El terapeuta creativo, tal como lo veo, es un amante de la naturaleza. Se regocija


con todo cuanto lo rodea; tal como un novelista de sensibilidad afinada se deleita con la
voz ronca de otra persona, o en su lenguaje elaborado, o su pelo rizado y sucio, o su
manera de echarse adelante cuando está excitada.

Al mirar a su paciente, debe considerarlo, estimarlo, mantenerlo a distancia con


la mirada. Con maravilla infantil, el terapeuta puede contemplar la silla en que el cliente
se sienta, y de allí pasar a las pinturas colgadas de su pared, y puede también agacharse
y acariciar la gruesa alfombra verde que cubre el suelo. Todo tiene, para él, valor
estético. Porque aun en las cosas “feas” hay algo de bueno.
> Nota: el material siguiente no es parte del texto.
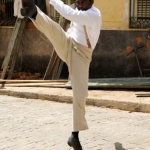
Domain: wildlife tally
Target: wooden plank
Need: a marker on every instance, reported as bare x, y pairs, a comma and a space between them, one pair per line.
11, 46
31, 81
117, 83
16, 47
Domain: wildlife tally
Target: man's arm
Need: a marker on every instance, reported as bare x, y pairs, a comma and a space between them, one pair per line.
82, 17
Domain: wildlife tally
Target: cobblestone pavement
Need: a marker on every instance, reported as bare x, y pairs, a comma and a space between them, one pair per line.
27, 124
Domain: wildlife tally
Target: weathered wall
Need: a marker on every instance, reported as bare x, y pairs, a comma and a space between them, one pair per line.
110, 58
35, 49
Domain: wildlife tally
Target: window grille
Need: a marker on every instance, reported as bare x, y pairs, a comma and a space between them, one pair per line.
54, 14
139, 14
7, 13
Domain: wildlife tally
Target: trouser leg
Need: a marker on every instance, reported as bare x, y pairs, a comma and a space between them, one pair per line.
53, 31
79, 80
79, 68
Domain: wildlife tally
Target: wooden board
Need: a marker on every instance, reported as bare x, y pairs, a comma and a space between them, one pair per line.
117, 83
13, 47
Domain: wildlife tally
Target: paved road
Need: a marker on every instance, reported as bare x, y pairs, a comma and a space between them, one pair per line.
27, 124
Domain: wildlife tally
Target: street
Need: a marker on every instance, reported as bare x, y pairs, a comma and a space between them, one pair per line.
28, 124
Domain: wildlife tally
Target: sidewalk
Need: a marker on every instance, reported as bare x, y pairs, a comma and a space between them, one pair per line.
116, 99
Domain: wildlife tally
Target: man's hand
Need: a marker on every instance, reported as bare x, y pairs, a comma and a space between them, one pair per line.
29, 8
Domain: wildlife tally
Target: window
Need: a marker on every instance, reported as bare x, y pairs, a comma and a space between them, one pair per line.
54, 14
140, 14
7, 13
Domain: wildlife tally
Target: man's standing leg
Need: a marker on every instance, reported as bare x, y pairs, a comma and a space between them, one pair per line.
79, 80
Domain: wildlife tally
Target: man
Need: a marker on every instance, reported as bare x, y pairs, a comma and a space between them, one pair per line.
74, 47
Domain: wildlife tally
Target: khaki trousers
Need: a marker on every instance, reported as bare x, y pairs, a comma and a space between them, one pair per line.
77, 57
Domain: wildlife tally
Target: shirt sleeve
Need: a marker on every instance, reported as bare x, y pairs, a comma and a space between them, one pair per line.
74, 15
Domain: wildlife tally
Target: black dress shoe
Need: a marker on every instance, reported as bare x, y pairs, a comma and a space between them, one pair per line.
29, 8
75, 143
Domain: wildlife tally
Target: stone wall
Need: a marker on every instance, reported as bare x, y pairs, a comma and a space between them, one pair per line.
110, 58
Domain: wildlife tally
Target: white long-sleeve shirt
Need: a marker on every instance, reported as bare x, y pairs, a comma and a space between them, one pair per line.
90, 18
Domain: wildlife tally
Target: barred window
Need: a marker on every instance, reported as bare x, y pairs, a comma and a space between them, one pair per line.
54, 14
139, 14
7, 13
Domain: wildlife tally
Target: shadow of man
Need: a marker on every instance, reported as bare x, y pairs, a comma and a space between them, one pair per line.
118, 146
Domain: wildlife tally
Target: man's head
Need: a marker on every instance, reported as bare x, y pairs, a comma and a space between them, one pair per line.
84, 4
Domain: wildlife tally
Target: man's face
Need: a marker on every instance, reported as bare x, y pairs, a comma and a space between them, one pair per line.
84, 4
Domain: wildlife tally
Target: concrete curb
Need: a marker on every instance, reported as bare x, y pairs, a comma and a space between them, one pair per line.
114, 104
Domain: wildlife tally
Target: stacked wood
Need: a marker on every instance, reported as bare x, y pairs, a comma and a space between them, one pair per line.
13, 48
32, 83
25, 76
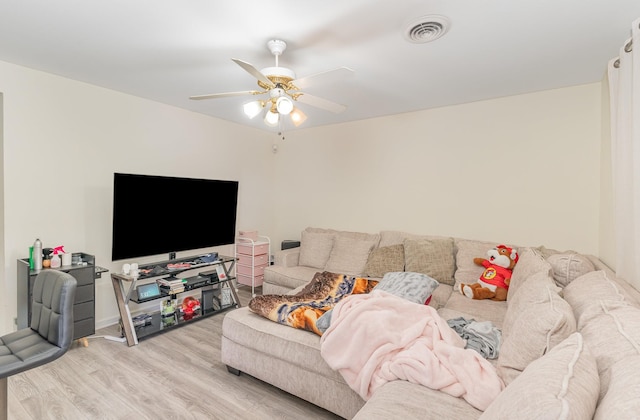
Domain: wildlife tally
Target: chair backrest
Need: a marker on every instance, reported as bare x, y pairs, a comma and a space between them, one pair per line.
52, 306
Una visión naturalista nos deja en libertad de asimilar la experiencia de la


persona sin evaluarla o sin juzgarla. Dentro de este contexto, el terapeuta experimenta
esos mismos “síntomas” de que habla el paciente, como aquellos medios de que el
propio terapeuta se vale en su mundo.

Es preciso tener paciencia. El terapeuta creativo es capaz de apreciar en el


proceso de su propia experiencia en marcha sin “empujar” el río corriente arriba. Es
capaz de observar las unidades, pequeñas y al parecer insignificantes, de su experiencia.
De ellas emergen constructos nuevos y visiones especiales de su mundo.